As well as the clinical relevance, the Bolivian study sheds new light on scientific debates and common misconceptions.

It is far from settled on how and why CRP and other immune biomarkers will vary across human populations with different lifestyles. Intriguingly, despite greater exposure to pathogens and fewer resources, these Bolivian women had lower CRP than U.S. women.  Furthermore, the poorest Bolivian women had lower CRP than the better-off Bolivians. 

"Modern lifestyles come at a cost," notes Dr. Vitzthum. "These patterns strongly suggest that the biology of women and men in industrialized populations are not necessarily ideal standards for the human species.  To the contrary, chronically higher inflammatory responses, reflected in higher CRP, are likely contributing to elevated CVD and infertility in wealthier nations."      

Second, there's the widespread notion that natural selection always favors reproduction at virtually any cost to an organism.  But that view neglects the necessity in mammals, especially humans, of having a healthy mom to take care of the offspring.  This means that sometimes selection favors not reproducing.  "Our finding that short-term early-cycle inflammation can prevent ovulation is a terrific example of the biological mechanisms that make it possible to adjust reproductive effort downward in favor of ramping up immune defenses to protect a woman's body.  As is always the case in evolution, and in so much of life, it's about trade-offs," explains Dr.

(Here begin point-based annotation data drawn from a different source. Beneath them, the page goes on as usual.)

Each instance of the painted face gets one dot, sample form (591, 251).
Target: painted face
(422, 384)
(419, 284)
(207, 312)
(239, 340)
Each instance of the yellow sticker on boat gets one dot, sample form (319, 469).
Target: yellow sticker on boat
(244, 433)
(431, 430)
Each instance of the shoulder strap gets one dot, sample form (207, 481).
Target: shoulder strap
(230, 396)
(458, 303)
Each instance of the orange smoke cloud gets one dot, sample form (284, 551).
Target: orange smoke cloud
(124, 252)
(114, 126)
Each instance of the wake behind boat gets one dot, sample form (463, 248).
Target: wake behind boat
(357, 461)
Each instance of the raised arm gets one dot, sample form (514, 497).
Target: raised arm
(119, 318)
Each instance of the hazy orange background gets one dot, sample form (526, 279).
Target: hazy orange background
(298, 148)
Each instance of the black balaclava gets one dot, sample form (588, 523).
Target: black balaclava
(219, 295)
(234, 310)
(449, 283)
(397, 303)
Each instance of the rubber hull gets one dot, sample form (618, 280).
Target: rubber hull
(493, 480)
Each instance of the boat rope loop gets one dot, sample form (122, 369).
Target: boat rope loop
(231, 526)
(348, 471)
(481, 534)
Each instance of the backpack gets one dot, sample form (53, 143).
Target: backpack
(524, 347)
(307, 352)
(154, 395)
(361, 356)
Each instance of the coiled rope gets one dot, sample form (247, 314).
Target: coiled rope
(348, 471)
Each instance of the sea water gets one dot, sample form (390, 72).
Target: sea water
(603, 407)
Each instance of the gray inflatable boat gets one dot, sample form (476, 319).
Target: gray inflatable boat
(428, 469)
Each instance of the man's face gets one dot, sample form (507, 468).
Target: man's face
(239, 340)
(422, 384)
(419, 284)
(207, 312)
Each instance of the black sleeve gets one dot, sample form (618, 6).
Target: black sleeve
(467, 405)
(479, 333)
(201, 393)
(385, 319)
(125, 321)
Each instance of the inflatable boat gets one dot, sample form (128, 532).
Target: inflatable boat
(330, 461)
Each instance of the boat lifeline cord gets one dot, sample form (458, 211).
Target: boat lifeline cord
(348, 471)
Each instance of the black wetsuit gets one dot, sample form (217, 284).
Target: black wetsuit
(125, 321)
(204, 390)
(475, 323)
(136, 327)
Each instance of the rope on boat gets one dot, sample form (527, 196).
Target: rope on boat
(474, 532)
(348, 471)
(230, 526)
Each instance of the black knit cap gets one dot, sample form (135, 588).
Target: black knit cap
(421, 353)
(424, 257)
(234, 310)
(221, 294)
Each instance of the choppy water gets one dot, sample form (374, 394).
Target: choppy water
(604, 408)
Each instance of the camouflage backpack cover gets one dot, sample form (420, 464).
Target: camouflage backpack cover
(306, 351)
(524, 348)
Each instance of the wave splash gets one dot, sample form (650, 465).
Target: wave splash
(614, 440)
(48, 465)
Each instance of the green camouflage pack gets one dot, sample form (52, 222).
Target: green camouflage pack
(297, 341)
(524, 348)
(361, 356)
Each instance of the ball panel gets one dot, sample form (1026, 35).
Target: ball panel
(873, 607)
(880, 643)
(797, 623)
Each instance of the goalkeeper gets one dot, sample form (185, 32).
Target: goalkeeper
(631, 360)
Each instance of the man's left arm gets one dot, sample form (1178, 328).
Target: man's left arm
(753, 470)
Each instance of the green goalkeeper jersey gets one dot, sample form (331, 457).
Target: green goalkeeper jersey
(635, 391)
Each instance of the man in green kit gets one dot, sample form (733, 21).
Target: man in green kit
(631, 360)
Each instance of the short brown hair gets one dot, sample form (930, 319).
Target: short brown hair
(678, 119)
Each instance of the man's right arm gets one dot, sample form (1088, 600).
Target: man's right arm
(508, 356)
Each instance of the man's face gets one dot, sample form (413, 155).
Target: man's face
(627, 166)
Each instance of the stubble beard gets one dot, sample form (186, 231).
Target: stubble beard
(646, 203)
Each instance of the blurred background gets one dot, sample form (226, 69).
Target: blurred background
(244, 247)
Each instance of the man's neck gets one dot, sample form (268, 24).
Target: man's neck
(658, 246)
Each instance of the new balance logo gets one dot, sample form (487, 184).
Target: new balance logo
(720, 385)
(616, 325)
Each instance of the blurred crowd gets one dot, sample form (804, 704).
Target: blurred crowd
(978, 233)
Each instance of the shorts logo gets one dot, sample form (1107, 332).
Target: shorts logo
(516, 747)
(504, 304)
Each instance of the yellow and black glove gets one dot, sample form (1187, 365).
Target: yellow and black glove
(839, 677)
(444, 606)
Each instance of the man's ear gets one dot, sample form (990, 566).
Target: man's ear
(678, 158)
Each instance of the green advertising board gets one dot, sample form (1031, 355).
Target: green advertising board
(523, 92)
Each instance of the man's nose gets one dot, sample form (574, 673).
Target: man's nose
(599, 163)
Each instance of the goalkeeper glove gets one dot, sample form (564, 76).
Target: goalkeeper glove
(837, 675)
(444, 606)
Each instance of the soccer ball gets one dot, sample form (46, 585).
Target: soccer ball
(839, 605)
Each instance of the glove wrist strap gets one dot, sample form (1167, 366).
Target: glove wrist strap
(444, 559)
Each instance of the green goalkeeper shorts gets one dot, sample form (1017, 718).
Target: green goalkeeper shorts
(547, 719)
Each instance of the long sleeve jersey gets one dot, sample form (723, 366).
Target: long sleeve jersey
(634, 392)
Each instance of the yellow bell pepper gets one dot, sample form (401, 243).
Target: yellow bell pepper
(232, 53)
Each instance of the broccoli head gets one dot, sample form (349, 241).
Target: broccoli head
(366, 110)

Vitzthum.

The Bolivia study is a multidisciplinary cross-institutional collaboration supported at various stages by the National Science Foundation, the National Institute of Child Health and Human Development, and the National Institute for Mental Health.

Tierney Lorenz is a visiting research scientist at the Kinsey Institute, Virginia Vitzthum is senior scientist at Kinsey, and professor of anthropology at IU, and Carol Worthman is professor of anthropology at Emory University.

Lorenz, T. K., Worthman, C.M., & Vitzthum, V.J. (2015). Links among inflammation, sexual activity and ovulation: Evolutionary trade-offs and clinical implications. Evolution, Medicine, and Public Health, Volume 2015, Issue 1: 304-324.